The powerset of the set of natural numbers - Cantor's Theorem

Question

It is a fact that if $A$ is any set then there is no bijection between $A$ and its powerset $P(A)$. If $A$ is finite, this is pretty clear just by looking at the sizes of $A$ and $P(A)$. But if I don't know this and I try finding a bijection between $\mathbb{N}$ and $P(\mathbb{N})$, what would stop me from trying to build a function that recursively enumerates the contents of $P(\mathbb{N})$?

Answer 1

It seems you are somehow saying that, using recursion, you can define some function which avoids the error.

But the proof that no $f:A\to P(A)$ uses the whole function $f$. If you give me a complete definition of a function $f:A\to P(A)$, I can find an element of $P(A)$ which is not in the image of $f$. Recursion doesn't let you get around this. You can change the function, but that new function also misses some set.

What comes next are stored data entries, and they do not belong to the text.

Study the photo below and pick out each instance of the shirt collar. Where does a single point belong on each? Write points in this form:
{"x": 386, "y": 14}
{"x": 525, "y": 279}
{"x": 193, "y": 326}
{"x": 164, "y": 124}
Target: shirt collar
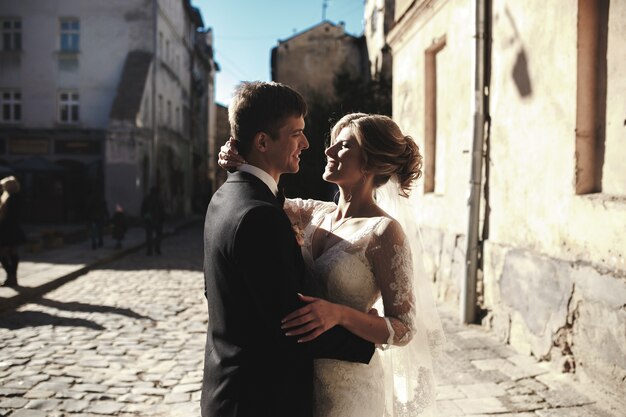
{"x": 262, "y": 175}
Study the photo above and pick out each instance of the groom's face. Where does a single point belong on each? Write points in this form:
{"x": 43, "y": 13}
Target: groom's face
{"x": 284, "y": 151}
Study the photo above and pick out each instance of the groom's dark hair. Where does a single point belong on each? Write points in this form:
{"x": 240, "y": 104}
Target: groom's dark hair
{"x": 262, "y": 107}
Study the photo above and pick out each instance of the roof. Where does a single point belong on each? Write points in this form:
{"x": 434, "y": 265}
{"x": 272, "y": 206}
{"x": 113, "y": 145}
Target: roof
{"x": 127, "y": 100}
{"x": 322, "y": 23}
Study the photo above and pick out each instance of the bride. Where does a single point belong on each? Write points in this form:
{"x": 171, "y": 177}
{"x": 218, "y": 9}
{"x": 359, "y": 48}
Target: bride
{"x": 361, "y": 255}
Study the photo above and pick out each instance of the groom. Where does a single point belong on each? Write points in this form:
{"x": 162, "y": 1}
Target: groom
{"x": 254, "y": 270}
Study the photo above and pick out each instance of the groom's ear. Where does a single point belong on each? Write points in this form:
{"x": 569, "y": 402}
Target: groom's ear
{"x": 260, "y": 141}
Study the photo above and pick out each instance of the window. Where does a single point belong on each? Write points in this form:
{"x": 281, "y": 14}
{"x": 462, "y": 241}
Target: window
{"x": 11, "y": 105}
{"x": 11, "y": 34}
{"x": 430, "y": 116}
{"x": 70, "y": 35}
{"x": 374, "y": 20}
{"x": 160, "y": 44}
{"x": 160, "y": 116}
{"x": 68, "y": 107}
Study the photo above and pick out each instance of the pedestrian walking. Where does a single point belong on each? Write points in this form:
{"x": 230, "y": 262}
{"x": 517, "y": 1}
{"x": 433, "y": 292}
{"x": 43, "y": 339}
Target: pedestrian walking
{"x": 153, "y": 215}
{"x": 98, "y": 217}
{"x": 11, "y": 233}
{"x": 118, "y": 221}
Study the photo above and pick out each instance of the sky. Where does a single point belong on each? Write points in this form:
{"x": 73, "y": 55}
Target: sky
{"x": 245, "y": 31}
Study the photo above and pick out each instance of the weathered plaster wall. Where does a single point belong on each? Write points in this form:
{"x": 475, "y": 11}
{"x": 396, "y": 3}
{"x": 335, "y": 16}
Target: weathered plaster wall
{"x": 41, "y": 73}
{"x": 555, "y": 261}
{"x": 614, "y": 173}
{"x": 554, "y": 268}
{"x": 310, "y": 60}
{"x": 443, "y": 213}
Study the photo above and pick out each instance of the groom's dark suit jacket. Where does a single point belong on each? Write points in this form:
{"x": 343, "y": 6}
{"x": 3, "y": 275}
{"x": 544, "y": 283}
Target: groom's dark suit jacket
{"x": 253, "y": 271}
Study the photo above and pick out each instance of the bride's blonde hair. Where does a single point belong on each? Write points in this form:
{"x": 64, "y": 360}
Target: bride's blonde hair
{"x": 386, "y": 150}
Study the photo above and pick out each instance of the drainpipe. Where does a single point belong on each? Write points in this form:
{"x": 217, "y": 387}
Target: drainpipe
{"x": 474, "y": 244}
{"x": 155, "y": 123}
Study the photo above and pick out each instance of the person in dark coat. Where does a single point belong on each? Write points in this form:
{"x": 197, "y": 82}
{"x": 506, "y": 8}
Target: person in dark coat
{"x": 11, "y": 233}
{"x": 153, "y": 215}
{"x": 98, "y": 217}
{"x": 254, "y": 270}
{"x": 118, "y": 221}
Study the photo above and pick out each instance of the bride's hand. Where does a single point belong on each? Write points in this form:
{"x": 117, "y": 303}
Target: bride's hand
{"x": 228, "y": 158}
{"x": 313, "y": 319}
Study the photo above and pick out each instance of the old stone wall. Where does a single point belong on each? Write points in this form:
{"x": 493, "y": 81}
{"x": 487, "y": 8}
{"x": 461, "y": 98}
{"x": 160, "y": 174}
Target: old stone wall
{"x": 309, "y": 61}
{"x": 553, "y": 277}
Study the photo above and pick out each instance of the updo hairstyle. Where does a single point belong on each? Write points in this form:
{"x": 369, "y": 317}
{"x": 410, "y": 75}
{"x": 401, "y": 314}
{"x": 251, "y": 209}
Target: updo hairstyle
{"x": 386, "y": 150}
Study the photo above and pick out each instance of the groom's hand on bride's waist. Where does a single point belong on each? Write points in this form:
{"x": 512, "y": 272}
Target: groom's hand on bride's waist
{"x": 310, "y": 321}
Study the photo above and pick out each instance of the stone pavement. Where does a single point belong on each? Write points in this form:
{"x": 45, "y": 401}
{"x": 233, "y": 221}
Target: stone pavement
{"x": 43, "y": 271}
{"x": 127, "y": 339}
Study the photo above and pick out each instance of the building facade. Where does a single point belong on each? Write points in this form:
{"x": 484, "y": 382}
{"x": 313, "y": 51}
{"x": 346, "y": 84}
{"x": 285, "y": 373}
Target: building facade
{"x": 310, "y": 60}
{"x": 553, "y": 204}
{"x": 104, "y": 97}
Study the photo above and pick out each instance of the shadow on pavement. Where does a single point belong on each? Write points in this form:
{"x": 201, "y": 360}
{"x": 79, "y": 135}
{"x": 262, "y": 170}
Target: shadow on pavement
{"x": 77, "y": 306}
{"x": 22, "y": 319}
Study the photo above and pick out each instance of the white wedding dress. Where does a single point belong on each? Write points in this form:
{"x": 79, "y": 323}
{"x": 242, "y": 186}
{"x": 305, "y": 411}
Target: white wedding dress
{"x": 344, "y": 274}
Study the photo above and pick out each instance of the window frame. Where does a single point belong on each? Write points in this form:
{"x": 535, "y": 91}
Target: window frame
{"x": 72, "y": 103}
{"x": 13, "y": 103}
{"x": 70, "y": 33}
{"x": 13, "y": 34}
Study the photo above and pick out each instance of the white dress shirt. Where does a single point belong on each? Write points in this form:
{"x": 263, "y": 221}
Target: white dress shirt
{"x": 262, "y": 175}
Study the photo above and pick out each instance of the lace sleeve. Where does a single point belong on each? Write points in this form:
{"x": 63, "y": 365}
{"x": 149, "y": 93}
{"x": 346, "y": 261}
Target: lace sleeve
{"x": 301, "y": 212}
{"x": 393, "y": 270}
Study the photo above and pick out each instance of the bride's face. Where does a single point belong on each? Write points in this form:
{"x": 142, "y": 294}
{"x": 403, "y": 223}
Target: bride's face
{"x": 344, "y": 160}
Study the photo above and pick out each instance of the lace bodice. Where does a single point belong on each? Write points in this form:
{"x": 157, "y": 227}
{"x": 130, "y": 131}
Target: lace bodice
{"x": 373, "y": 261}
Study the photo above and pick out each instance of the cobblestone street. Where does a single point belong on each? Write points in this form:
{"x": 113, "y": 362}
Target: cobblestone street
{"x": 128, "y": 340}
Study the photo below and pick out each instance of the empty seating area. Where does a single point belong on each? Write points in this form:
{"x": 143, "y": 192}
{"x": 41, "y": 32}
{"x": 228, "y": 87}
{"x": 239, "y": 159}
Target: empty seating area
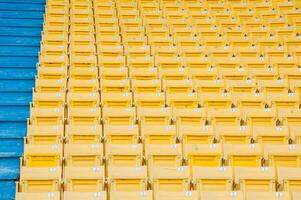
{"x": 166, "y": 100}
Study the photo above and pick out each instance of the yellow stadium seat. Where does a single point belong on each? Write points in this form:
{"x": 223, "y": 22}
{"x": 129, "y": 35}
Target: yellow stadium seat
{"x": 187, "y": 195}
{"x": 260, "y": 117}
{"x": 159, "y": 134}
{"x": 127, "y": 179}
{"x": 143, "y": 51}
{"x": 116, "y": 100}
{"x": 154, "y": 116}
{"x": 46, "y": 116}
{"x": 131, "y": 195}
{"x": 38, "y": 195}
{"x": 41, "y": 155}
{"x": 256, "y": 179}
{"x": 267, "y": 195}
{"x": 212, "y": 178}
{"x": 163, "y": 155}
{"x": 81, "y": 100}
{"x": 219, "y": 195}
{"x": 113, "y": 73}
{"x": 289, "y": 179}
{"x": 84, "y": 195}
{"x": 233, "y": 134}
{"x": 190, "y": 134}
{"x": 110, "y": 51}
{"x": 140, "y": 62}
{"x": 50, "y": 85}
{"x": 84, "y": 179}
{"x": 170, "y": 179}
{"x": 215, "y": 100}
{"x": 250, "y": 100}
{"x": 243, "y": 155}
{"x": 124, "y": 155}
{"x": 286, "y": 155}
{"x": 111, "y": 62}
{"x": 83, "y": 155}
{"x": 121, "y": 134}
{"x": 45, "y": 134}
{"x": 271, "y": 134}
{"x": 224, "y": 116}
{"x": 119, "y": 116}
{"x": 40, "y": 179}
{"x": 206, "y": 86}
{"x": 77, "y": 134}
{"x": 182, "y": 100}
{"x": 204, "y": 155}
{"x": 84, "y": 116}
{"x": 83, "y": 86}
{"x": 171, "y": 74}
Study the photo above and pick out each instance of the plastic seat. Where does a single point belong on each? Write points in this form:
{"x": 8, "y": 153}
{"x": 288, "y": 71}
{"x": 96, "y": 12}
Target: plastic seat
{"x": 206, "y": 86}
{"x": 260, "y": 117}
{"x": 224, "y": 116}
{"x": 282, "y": 155}
{"x": 267, "y": 195}
{"x": 289, "y": 178}
{"x": 84, "y": 195}
{"x": 81, "y": 100}
{"x": 111, "y": 62}
{"x": 159, "y": 134}
{"x": 187, "y": 195}
{"x": 283, "y": 100}
{"x": 256, "y": 179}
{"x": 113, "y": 73}
{"x": 84, "y": 116}
{"x": 46, "y": 116}
{"x": 243, "y": 155}
{"x": 127, "y": 179}
{"x": 190, "y": 134}
{"x": 83, "y": 86}
{"x": 170, "y": 179}
{"x": 77, "y": 134}
{"x": 212, "y": 178}
{"x": 250, "y": 100}
{"x": 49, "y": 85}
{"x": 215, "y": 100}
{"x": 233, "y": 134}
{"x": 163, "y": 155}
{"x": 119, "y": 116}
{"x": 43, "y": 155}
{"x": 116, "y": 100}
{"x": 271, "y": 134}
{"x": 44, "y": 134}
{"x": 154, "y": 116}
{"x": 204, "y": 155}
{"x": 83, "y": 155}
{"x": 172, "y": 74}
{"x": 37, "y": 196}
{"x": 121, "y": 134}
{"x": 182, "y": 100}
{"x": 124, "y": 155}
{"x": 39, "y": 180}
{"x": 143, "y": 87}
{"x": 84, "y": 179}
{"x": 140, "y": 62}
{"x": 145, "y": 195}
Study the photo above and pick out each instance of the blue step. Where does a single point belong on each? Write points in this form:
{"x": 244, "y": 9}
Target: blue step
{"x": 7, "y": 190}
{"x": 26, "y": 62}
{"x": 17, "y": 73}
{"x": 16, "y": 85}
{"x": 20, "y": 31}
{"x": 12, "y": 130}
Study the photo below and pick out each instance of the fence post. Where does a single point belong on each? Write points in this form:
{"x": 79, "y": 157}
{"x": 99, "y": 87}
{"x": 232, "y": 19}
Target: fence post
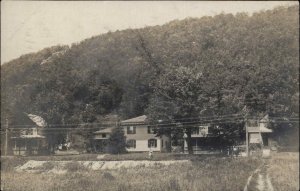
{"x": 247, "y": 139}
{"x": 6, "y": 137}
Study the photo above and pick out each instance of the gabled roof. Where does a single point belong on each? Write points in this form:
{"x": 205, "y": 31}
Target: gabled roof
{"x": 265, "y": 118}
{"x": 29, "y": 137}
{"x": 139, "y": 119}
{"x": 107, "y": 130}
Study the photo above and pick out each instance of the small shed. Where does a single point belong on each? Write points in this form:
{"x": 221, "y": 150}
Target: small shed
{"x": 28, "y": 143}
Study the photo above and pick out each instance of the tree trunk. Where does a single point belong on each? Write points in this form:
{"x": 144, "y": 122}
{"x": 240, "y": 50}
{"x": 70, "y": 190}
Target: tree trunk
{"x": 189, "y": 140}
{"x": 169, "y": 145}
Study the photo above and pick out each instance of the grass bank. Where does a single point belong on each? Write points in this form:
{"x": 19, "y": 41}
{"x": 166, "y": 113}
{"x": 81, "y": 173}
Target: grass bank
{"x": 284, "y": 171}
{"x": 209, "y": 173}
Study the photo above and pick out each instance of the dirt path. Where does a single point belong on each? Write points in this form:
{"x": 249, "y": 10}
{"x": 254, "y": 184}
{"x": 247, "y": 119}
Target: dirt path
{"x": 259, "y": 180}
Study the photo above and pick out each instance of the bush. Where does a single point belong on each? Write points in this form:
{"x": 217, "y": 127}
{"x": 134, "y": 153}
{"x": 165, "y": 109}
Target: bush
{"x": 75, "y": 166}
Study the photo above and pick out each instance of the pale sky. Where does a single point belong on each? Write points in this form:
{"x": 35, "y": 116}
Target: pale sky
{"x": 29, "y": 26}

This would be like saying Euclid's proof doesn't prove that the primes are infinite, because, once you find that extra prime, you can just add it to the set, and you still have a finite set of primes.

Answer 2

If you have a function $f:\mathbb N\to\mathcal P(\mathbb N)$, then let $$ B = \{ n\in\mathbb N : n\not\in f(n) \}. $$ Then $B$ is not in the image of $f$. To prove this, suppose $B = f(k)$. Then ask whether $k\in B$ or not. If it is, then it's not, and if it's not, then it is. Either way, you have a contradiction. Hence every such function $f$ fails to be onto the entire set $\mathcal P(\mathbb N)$.